12/15/2020
UM Fires History Professor Who Criticizes ‘Powerful, Racist Donors’ And ‘Carceral State’
Historians in the Newstags: academic freedom, Mass Incarceration, Garrett Felber
During a period of what University of Mississippi faculty are calling a time of increasing paranoia, the university is set to terminate a celebrated professor of history. Today, sources provided the Mississippi Free Press with a copy of a termination letter sent to Dr. Garrett Felber, a tenure-track assistant professor in the Arch Dalrymple III Department of History. Dr. Felber has undertaken an intimate study of the American carceral state and dedicates much of his time to educating and empowering those who are imprisoned in the United States.
History department chair Dr. Noell Wilson publicly praised Felber, author of “Those Who Know Don’t Say:The Nation of Islam, the Black Freedom Movement and the Carceral State,” in August after he was awarded a one-year fellowship at the W.E.B. Du Bois Research Institute at Harvard University’s Hutchins Center for African and African American Research, for which he is on leave from UM for the 2020-2021 academic year. Felber is also the co-author of “The Portable Malcolm X Reader” with the late Manning Marable who won a Pulitzer Prize for his biography of Malcolm X.
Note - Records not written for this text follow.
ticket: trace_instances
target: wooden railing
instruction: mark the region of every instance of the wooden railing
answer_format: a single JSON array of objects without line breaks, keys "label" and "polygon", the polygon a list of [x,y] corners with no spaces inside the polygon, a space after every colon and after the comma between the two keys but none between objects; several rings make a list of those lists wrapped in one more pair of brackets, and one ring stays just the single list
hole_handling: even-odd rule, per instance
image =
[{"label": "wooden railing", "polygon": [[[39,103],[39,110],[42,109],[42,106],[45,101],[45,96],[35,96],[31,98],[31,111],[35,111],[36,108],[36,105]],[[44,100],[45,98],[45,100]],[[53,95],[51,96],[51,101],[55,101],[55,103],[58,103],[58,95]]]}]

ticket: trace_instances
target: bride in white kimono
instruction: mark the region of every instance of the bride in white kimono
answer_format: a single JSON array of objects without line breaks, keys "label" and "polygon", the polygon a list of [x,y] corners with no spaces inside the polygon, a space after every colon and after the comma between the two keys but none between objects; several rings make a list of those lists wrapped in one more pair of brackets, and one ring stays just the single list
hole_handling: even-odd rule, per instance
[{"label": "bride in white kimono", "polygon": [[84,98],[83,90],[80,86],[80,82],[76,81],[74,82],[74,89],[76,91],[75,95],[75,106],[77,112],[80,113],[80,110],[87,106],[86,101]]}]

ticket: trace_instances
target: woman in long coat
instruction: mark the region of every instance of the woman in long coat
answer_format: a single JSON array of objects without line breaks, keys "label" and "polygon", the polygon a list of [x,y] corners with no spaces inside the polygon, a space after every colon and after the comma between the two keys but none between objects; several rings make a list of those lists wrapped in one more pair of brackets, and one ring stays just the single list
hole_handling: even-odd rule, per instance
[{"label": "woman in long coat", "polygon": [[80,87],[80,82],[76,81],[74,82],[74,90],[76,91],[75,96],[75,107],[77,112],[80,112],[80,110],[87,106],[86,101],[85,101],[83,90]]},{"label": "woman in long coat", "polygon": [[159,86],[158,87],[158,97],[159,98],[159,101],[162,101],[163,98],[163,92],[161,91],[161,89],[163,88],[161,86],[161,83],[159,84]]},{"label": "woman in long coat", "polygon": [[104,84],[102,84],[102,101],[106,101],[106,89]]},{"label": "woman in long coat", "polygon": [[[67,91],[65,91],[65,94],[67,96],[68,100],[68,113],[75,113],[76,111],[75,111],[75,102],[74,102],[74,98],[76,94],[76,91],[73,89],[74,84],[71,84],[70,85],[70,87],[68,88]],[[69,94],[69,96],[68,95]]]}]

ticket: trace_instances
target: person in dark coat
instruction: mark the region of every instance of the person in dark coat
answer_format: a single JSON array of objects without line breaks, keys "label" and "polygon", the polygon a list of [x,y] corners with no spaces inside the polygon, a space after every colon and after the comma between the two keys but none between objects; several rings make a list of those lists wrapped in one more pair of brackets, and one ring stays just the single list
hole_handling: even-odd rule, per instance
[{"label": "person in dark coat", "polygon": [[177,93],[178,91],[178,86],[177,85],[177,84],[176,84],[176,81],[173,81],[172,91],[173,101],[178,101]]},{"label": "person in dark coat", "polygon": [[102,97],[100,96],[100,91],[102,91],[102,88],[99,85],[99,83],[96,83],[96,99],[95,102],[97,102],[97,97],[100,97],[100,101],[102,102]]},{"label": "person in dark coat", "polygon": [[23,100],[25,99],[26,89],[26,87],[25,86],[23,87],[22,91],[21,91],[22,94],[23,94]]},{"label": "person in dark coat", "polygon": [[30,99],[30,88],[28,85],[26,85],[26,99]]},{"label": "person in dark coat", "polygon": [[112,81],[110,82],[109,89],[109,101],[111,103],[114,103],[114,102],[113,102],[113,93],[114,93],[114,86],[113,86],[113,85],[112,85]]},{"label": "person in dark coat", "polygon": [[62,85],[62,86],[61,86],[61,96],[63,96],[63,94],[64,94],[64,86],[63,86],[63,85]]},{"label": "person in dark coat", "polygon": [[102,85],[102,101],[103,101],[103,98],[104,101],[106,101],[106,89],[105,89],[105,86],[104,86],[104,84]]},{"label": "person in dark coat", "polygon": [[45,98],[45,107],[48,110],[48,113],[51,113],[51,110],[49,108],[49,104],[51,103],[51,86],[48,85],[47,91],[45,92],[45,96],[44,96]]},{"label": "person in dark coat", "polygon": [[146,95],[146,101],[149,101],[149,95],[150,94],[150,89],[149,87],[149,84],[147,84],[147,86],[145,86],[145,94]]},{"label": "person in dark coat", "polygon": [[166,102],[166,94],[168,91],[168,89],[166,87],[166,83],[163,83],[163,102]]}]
“Garrett is an indefatigable researcher and community builder whose knowledge of the carceral state stems not merely from archival digging, but also from his volunteer engagement with prisons as a teacher,” Wilson told a representative from University of Mississippi News four months ago. “… We are thrilled with this award because it both recognizes his national profile in the field of African American history and provides critical space for him to advance two pioneering interpretive projects.”
But in a Dec. 10 letter, Wilson told Felber that his last day as a tenure-track professor at the University of Mississippi will be Dec. 31, 2021.
“I am writing to inform you that I have recommended to the Dean of the College of Liberal Arts that you receive a one-year notice of nonrenewal pursuant to the University of Mississippi’s Termination of Untenured Faculty policy,” Wilson wrote to Felber. “Your employment with the University will end on December 31, 2021, and your employment contract will not be renewed after that date. At the pertinent time, I will notify you of your assigned responsibilities for the fall 2021 academic semester.”
Wilson referred frequently to what she claims is Felber’s refusal to speak with her, concluding her letter: “Respectfully, your effort to dictate or restrict the means by which I communicate with you is untenable.Your repeated refusal to talk with me makes it impossible for me to maintain a productive working relationship with you or supervise your faculty responsibilities.”
The history professor says, however, that he did not refuse to communicate with Dr. Wilson, choosing to do it in writing. Emails between the department chair and professor, who is currently living in Oregon during the pandemic, show that Felber and Wilson communicated multiple times throughout November and December. Wilson also communicated with Felber through an administrative assistant.